Evaluate the infinite series $$\sum_{n=0}^\infty \frac{\binom{2n+1}{n-p}}{(4^n)(2n+1)(1.25)^{2n+1}}$$
On a calculator, for $p=0$ this tends to $1$. For $p=1$ it tends to $\frac{1}{12}$. For all values of $p$ I checked the result was a reciprocal of a natural number. How would you calculate this without a calculator for single values of $p$ and for any $p$ in general (natural numbers).
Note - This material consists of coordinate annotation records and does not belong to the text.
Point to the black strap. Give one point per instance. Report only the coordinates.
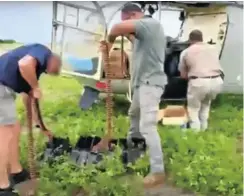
(206, 77)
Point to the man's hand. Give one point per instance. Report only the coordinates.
(104, 45)
(47, 133)
(36, 93)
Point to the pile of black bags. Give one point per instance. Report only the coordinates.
(82, 154)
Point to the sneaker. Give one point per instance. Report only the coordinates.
(20, 177)
(154, 180)
(8, 192)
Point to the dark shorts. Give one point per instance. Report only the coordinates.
(7, 106)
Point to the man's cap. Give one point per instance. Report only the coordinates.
(195, 35)
(130, 7)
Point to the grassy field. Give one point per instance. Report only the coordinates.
(208, 163)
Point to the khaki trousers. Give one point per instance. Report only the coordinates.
(200, 94)
(143, 116)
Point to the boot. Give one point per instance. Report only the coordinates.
(154, 180)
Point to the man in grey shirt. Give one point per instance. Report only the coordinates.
(148, 81)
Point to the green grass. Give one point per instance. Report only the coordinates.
(209, 163)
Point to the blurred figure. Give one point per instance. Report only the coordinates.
(200, 64)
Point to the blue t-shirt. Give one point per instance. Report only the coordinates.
(9, 68)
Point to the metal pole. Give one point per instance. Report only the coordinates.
(54, 27)
(63, 32)
(159, 9)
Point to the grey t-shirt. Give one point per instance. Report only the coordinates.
(148, 53)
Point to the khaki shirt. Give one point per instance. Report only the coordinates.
(200, 60)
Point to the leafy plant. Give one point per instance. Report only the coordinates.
(207, 163)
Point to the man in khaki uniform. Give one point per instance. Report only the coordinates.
(200, 64)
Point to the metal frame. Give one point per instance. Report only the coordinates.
(56, 23)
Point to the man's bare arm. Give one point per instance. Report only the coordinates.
(27, 67)
(182, 66)
(130, 37)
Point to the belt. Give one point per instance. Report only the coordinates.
(206, 77)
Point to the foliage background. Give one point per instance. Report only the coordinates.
(206, 163)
Hint. Note that $$\begin{align}\sum_{n=0}^\infty \frac{\binom{2n+1}{n-p}}{(4^n)(2n+1)(1.25)^{2n+1}}&= 2\sum_{n=0}^\infty \frac{\binom{2n+1}{n+p+1}}{(2n+1)(2.5)^{2n+1}}\\ &=\frac{4}{5}\sum_{n=0}^\infty \frac{\binom{2n}{n+p}x^n}{n+p+1} \end{align}$$ with $x=4/25$. For $p=0$, recall that, for $|x|<1/4$, $$\sum_{n=0}^{\infty} \frac{\binom{2n}{n}x^n}{n+1} = \frac{1-\sqrt{1-4x}}{2x}=\frac{2}{1+\sqrt{1-4x}}$$ (see the g.f.of the Catalan Numbers). Extend this identity and show that for non-negative integer $p$, $$\sum_{n=0}^{\infty} \frac{\binom{2n}{n+p}x^n}{n+p+1} = \left(\frac{2}{1+\sqrt{1-4x}}\right)^{2p+1}\cdot \frac{x^p}{2p+1}$$